Large, impoverished populations used to drag down their nations which were objects for pity and charity from others. Not now, as both rise up the World Bank middle-income table. China is the world’s second-largest economy at US$17.7 trillion and India sixth at US$3.2 trillion, climbing to first and third place respectively by 2040.
A world where more than one in three is an increasingly-prosperous Chinese or Indian, inevitably shakes the world order, economically, politically, and militarily. Also culturally, as Indians constitute the largest global diaspora at 18 million and the Chinese contribute 10 million. Several Indian-origin and some Chinese-descent leaders have even headed other states and governments, and countless others occupy top positions in national and global institutions shaping our world.
Of course, both great nations face huge domestic challenges, be it the discontent of still-poor millions or the disgruntlement of citizens, especially minorities, around identity and inclusion. Growing inequalities and human rights gaps may yet be their undoing.
Maximum self-advantage
Turmoil among the teeming billions of China and India has geopolitical significance, as this would spill over into all domains of international relations.

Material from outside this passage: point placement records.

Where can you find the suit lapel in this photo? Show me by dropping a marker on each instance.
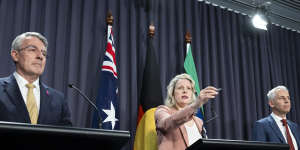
(294, 131)
(12, 89)
(44, 102)
(276, 129)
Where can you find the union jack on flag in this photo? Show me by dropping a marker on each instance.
(107, 99)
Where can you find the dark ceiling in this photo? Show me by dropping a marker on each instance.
(285, 13)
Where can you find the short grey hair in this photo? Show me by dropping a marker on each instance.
(16, 44)
(272, 93)
(170, 100)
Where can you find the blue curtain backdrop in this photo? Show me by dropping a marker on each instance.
(228, 54)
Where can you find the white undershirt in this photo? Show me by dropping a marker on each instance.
(193, 133)
(282, 129)
(24, 90)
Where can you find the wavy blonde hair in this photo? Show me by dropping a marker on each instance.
(170, 100)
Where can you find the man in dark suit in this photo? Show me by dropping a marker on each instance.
(274, 127)
(23, 97)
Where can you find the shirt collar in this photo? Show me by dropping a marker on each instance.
(277, 118)
(22, 81)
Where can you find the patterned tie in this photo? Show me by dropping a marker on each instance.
(288, 136)
(31, 104)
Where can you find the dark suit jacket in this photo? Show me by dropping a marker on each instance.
(54, 109)
(266, 130)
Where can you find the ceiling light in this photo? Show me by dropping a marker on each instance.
(260, 21)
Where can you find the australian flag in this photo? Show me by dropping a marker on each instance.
(107, 99)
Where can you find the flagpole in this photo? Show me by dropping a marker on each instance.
(151, 30)
(109, 18)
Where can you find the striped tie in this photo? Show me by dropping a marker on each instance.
(31, 104)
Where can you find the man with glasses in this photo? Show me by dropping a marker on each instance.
(276, 128)
(23, 97)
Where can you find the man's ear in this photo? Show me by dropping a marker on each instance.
(14, 55)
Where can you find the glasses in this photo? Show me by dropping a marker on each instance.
(33, 49)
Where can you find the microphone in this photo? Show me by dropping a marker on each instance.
(89, 101)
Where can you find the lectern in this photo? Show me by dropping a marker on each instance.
(221, 144)
(27, 136)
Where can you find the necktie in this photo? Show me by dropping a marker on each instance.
(288, 136)
(31, 104)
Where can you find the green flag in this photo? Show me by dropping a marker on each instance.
(190, 68)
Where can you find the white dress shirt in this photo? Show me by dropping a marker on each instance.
(282, 129)
(24, 90)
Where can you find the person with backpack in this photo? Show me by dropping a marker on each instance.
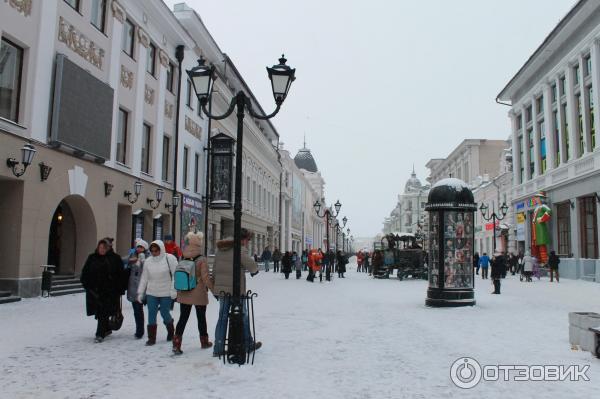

Hence the wisdom with which Chinese and Indian leaders govern their peoples matters for the world’s well-being. At the same time, rivalry between the two neighbouring giants that has brought them into armed conflict on several occasions, is a serious risk to global peace.
Dealing with the multiple dimensions of China and India is a top concern in world chanceries. Some – especially developing nations of Africa and Asia – seek to play off one against the other, either to avoid being crushed economically by them or to extract maximum self-advantage from one or other. Underlying is raw politics around power: do you rule with Chinese control characteristics or the free-wheeling and chaotic Indian way? The ageing and faltering democracies of the Western Alliance face the same issue as they try to recalibrate against resurgent China and India.
From a geopolitical angle, a China-India conflict poses a threat to regional stability. It is in their own interests to avoid that by proactively managing their differences. Meanwhile, we have learnt from history that domination by any great power - whether the earlier Soviet one or the current American one – risks the shared aspiration for a peaceful and prosperous world. Similarly, any future hegemony by China or India would be equally undesirable. Instead, peaceful competition between them is safer, not least as a naturally-evolving explement on what ideas are best for running the world.
How do smaller countries navigate the emerging world balance? They could do worse than by delving into their own demographics that shape their own destinies.